Stopping the widespread use of unnecessary, potentially even harmful, cancer screenings can take up to 13 years and potentially even longer after new guidelines are put in place, according to a new study .
Those unnecessary screenings open up patients to potential overdiagnosis, pain and excessive treatment, while costing more money and leading to anxiety and fear.
"Excessive screening opens the door for a lot of negative consequences," said Jennifer LeLaurin , Ph.D., an assistant professor of health outcomes and biomedical informatics at the University of Florida and lead author of the new study. "These guidelines are based on what the benefits and harms are. If the harms outweigh the benefits for a particular test, then they recommend against it."
With funding from the National Cancer Institute's Consortium for Cancer Implementation Science, LeLaurin worked with other researchers at the UF College of Medicine, including senior author Naykky Singh-Ospina, M.D., to comb through data about whether outdated cancer screenings were still being used. They focused on new guidelines that recommended against screening for cervical cancer in women younger than 21 or older than 65 and against screening for prostate cancer in men 70 and older.
While it took just a year for screening of cervical cancer to drop by half in young women, it took 13 years to reach that level in women over 65. And despite guidelines put in place in 2012 to stop screening for prostate cancer in older men, screening rates have yet to come down by 50%, the threshold LeLaurin's team used to determine when widespread screening had ended.
There are a number of barriers to reducing unnecessary screening, including inertia and the widespread interest in catching cancers early.
"To get someone to stop doing something that they've been doing for years, it's really hard. Physicians also have patients with expectations about what tests they want. When you have screening guidelines changing frequently, it's confusing. It's especially confusing to patients," said LeLaurin, who is also a member of the UF Health Cancer Center .
Little information was available for other cancer screenings the researchers wanted to study, because few mechanisms exist to track what happens after new guidelines are released. These included ovarian, thyroid, testicular and pancreatic cancers.
"As physicians and researchers, we're pretty good about tracking the stuff we're supposed to be doing. But it's hard to tell how often some of these screenings that are no longer recommended are happening," LeLaurin said. "We need more powerful tools to potentially identify where inappropriate screening is taking place."
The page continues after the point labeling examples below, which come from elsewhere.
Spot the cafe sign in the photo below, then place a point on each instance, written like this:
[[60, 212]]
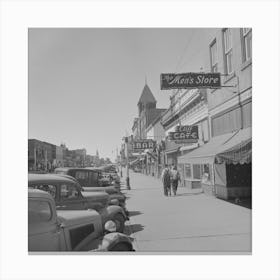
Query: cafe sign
[[143, 144], [184, 134], [190, 80]]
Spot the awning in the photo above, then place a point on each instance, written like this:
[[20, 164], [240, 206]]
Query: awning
[[189, 147], [172, 151], [238, 149], [221, 146]]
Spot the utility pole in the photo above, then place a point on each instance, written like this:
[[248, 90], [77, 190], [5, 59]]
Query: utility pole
[[35, 159], [127, 164]]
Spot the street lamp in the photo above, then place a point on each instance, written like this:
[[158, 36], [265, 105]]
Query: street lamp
[[127, 164]]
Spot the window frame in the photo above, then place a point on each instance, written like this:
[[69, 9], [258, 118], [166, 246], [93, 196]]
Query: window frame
[[212, 64], [190, 169], [193, 173], [245, 33], [228, 52]]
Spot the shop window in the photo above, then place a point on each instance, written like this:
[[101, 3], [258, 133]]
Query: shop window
[[239, 175], [213, 57], [247, 115], [246, 37], [196, 171], [227, 36], [206, 172], [226, 123], [188, 171]]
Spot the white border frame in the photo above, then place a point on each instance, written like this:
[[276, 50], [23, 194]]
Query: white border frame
[[17, 16]]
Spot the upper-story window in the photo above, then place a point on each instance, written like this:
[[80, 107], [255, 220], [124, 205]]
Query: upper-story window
[[227, 37], [246, 43], [213, 57]]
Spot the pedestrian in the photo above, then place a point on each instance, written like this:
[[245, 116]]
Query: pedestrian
[[175, 178], [165, 177]]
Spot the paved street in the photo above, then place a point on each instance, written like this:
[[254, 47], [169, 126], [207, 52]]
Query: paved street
[[189, 222]]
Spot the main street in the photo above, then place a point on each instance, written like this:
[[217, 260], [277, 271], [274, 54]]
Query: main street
[[190, 222]]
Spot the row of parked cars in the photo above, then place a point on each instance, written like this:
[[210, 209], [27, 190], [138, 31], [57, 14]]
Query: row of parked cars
[[72, 210]]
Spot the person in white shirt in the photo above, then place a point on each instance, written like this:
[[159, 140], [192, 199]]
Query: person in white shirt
[[175, 178]]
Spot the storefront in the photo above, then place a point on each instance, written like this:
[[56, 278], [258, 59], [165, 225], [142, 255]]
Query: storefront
[[222, 167]]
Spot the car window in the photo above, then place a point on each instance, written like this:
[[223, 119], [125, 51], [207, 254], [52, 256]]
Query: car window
[[51, 189], [61, 172], [68, 192], [81, 175], [94, 176], [39, 211]]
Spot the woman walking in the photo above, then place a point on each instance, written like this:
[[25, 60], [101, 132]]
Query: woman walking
[[165, 177], [175, 178]]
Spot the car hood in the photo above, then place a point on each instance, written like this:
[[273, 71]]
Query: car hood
[[108, 190], [77, 217]]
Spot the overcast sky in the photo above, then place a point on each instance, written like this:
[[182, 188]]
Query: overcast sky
[[84, 84]]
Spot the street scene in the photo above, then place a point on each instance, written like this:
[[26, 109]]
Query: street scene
[[138, 144]]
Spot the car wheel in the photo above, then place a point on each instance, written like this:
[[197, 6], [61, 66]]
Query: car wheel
[[122, 247], [119, 219]]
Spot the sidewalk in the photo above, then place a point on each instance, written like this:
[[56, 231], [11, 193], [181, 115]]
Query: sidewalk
[[191, 222]]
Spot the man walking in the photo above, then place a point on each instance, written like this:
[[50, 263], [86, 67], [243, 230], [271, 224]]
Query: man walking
[[165, 177], [175, 178]]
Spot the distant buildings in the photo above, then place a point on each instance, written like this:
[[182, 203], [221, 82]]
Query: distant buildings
[[46, 156], [219, 162]]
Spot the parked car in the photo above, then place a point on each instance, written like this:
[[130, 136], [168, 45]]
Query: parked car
[[58, 230], [68, 195], [89, 180], [105, 180]]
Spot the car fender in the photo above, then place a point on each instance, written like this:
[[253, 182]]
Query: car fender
[[108, 241]]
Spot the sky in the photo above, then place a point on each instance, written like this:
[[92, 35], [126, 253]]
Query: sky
[[84, 84]]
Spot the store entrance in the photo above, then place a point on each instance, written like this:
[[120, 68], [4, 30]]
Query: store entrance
[[239, 183]]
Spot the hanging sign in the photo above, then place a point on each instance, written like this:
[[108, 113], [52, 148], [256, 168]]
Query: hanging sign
[[184, 134], [190, 80], [143, 144]]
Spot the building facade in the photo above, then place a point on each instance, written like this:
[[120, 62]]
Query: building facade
[[223, 166]]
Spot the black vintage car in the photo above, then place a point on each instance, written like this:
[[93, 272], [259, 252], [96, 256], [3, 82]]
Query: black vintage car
[[89, 179], [68, 195]]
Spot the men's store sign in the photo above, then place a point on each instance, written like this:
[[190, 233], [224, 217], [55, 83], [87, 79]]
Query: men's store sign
[[184, 134], [190, 80], [143, 144]]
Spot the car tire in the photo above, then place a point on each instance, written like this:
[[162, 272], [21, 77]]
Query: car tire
[[122, 247], [119, 219]]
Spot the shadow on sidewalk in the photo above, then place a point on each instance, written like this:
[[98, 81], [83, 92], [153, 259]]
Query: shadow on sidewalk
[[189, 194], [134, 213]]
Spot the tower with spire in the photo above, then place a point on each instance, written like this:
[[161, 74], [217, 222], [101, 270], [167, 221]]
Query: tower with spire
[[147, 111]]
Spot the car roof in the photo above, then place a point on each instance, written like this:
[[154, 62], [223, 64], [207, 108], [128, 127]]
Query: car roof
[[76, 168], [38, 193], [48, 178]]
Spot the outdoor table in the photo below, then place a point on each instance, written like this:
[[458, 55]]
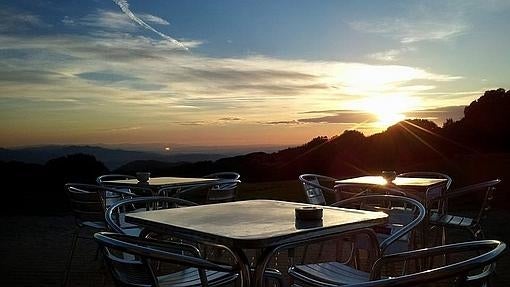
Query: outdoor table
[[264, 225], [156, 184]]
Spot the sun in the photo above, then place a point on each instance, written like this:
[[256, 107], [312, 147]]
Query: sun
[[388, 109]]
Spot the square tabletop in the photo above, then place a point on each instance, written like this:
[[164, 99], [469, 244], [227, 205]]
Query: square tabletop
[[403, 182], [253, 223], [159, 182]]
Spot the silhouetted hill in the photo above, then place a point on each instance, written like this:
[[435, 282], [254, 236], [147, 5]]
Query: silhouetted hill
[[417, 144], [112, 158], [474, 148]]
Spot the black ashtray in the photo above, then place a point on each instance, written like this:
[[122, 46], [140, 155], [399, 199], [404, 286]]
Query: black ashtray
[[308, 213], [305, 224]]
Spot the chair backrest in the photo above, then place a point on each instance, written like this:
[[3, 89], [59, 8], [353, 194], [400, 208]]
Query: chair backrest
[[428, 174], [86, 202], [115, 215], [404, 214], [487, 188], [107, 177], [225, 190], [348, 190], [137, 270], [432, 193], [467, 257], [314, 190]]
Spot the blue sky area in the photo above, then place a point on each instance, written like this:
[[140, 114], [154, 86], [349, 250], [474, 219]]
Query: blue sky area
[[240, 72]]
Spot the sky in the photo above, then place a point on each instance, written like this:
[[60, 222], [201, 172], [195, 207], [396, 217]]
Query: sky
[[223, 73]]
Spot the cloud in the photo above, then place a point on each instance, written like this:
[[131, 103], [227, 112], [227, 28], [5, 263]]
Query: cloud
[[437, 115], [13, 21], [407, 31], [124, 6], [343, 117], [154, 19], [230, 119], [390, 55], [291, 122], [148, 79], [109, 21]]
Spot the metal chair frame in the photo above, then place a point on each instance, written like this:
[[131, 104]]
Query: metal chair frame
[[459, 270], [472, 224], [88, 203], [376, 249], [147, 251], [114, 213]]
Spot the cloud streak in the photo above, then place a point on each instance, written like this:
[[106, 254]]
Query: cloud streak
[[124, 6]]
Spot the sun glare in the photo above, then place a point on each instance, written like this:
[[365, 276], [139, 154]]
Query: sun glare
[[389, 110]]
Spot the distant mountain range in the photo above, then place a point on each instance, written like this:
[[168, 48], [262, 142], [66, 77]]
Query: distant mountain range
[[112, 158]]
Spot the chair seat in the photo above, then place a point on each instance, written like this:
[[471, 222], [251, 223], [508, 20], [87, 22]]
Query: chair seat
[[329, 272], [190, 277], [94, 224], [450, 220]]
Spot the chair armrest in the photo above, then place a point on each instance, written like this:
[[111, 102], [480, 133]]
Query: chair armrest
[[468, 189]]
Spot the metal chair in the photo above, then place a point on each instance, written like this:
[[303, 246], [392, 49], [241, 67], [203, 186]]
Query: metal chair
[[88, 204], [428, 174], [348, 190], [404, 215], [131, 261], [472, 224], [474, 265], [315, 185], [112, 198], [225, 190], [115, 215]]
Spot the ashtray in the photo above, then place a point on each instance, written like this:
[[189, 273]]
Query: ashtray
[[308, 213], [143, 177]]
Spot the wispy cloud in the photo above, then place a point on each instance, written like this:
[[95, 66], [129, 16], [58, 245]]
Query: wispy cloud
[[13, 21], [407, 31], [154, 19], [124, 6]]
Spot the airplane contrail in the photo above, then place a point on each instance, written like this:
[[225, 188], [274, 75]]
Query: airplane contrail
[[124, 6]]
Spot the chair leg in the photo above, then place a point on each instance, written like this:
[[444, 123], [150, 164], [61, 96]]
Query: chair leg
[[70, 257]]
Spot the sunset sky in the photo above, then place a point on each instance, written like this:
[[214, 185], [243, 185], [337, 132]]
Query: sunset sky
[[240, 72]]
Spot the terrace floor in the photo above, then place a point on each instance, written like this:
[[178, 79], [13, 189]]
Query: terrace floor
[[33, 250]]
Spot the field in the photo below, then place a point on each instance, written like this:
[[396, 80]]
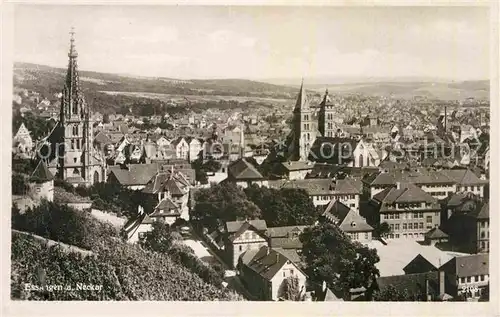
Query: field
[[435, 90], [198, 98]]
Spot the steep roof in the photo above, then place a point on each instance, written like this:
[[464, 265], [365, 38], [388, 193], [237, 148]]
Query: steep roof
[[244, 227], [234, 226], [266, 262], [278, 232], [42, 173], [297, 165], [435, 233], [134, 174], [321, 186], [463, 177], [413, 283], [242, 170], [484, 212], [345, 218], [470, 265], [407, 193], [165, 207]]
Guidelines for who should be screened for which cancers and when are created by the United States Preventive Services Task Force, an independent, volunteer-run research agency supported by the U.S. Department of Health and Human Services. Based on high-quality published research, the task force grades screening tests, with Grade "D" indicating that a test should not be performed in a given group of people because it provides little benefit or even harms patients, on average.
Between 1996 and 2012, the task force released new guidelines recommending against screening for certain cancers, such as ovarian, thyroid, testicular and pancreatic cancer in any patients without symptoms. They also limited the age groups who should be screened for cervical and prostate cancers.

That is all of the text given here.